Diffuse Reflectance (DR- FTIR) spectra of (T) Turface and (TP) Turface saturated with Pcz are shown in the 4000 to 700 cm⁻¹ region. An expanded plot showing the spectra features of interest are plotted in the inset from 1750 to 1350 cm-1 showing the DR-FTIR spectra of (T), (TP), and (TP-T) the spectral subtraction of (TP) – (T). For comparison, the Attenuated Total Reflectance (ATR-FTIR) spectrum of (P) Pcz and (pP) pure Pcz are shown. The bands marked by a (*) are spectral features influenced by the presence of the surfactant in (P) Pcz.

Figure 6. Adsorption isotherms of Pcz to Turface and vermiculite.

Adsoprtion isotherms of Pcz absorbance to Turface and vermiculite determined over 250 h. Inset shows absorbance kinetics during the first 3 h of interaction. Error bars represent standard deviation.

Figure 7. Methanol inhibits Pcz adsorption to Turface.

Adsorption isotherms of Pcz absorbance to Turface over 72 h with Pcz in water, Pcz in 10% MeOH, and Pcz in 20% MeOH. Error bars represent standard deviation.

Figure 8. Growth responses of B73 seedlings to Pcz, Ucz, eBL and GA₃ on Turface and vermiculite media.

Light grown B73 seedlings grown on Turface (black bars) and vermiculite (grey bars) treated with 1 and 10 µM Pcz, Ucz, eBL and GA₃ for 9 d. Seedlings grown on vermiculite were treated with 1 and 10 µM concentration of each chemical. Seedlings grown on Turface were treated with 10 µM concentrations of each chemical. Error bars represent standard deviation. Statistically significant differences to controls are indicated with asterisks determined by student's t-test (p<0.01).

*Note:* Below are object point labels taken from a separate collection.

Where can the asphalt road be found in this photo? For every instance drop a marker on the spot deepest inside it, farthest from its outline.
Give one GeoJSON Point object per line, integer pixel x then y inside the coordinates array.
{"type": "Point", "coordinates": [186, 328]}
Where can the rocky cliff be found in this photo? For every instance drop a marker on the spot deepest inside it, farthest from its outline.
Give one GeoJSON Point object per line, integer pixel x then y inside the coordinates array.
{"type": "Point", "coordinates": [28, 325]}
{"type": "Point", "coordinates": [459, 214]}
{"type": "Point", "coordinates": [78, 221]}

Figure 9. Plant growth responses of maize seedlings treated with Pcz or Ucz grown in an aeroponic culture system.

B73 maize seedlings were germinated and grown as described in Material and Methods and treated with (A–B) Mock conditions, 0.01 µM Pcz, 0.1 µM Pcz, 1 µM Pcz, or 10 µM Pcz. A second set of plants was treated with (C–D) Mock, 1 µM Pcz, 10 µM Pcz, 1 µM Ucz, or 10 µM Ucz. (A,C) plant height measured from the top of the mesocotyl to the second leaf collar. (B,D) length of the primary root measured from the root tip to the root-shoot transition zone. All plants were grown in aeroponic culture (see also Fig. S3). Error bars represent standard deviation. Statistical analysis was performed by “Post Hoc” and indicated by lowercase letters (p<0.05). (E–I) Photographic images of seedlings grown in aeroponic culture. Seedlings were grown in the presence of (F) 1 µM Pcz, (G) 10 µM Pcz, (H) 1 µM Ucz, and (I) 10 µM Ucz. Scale bars indicate 5 cm.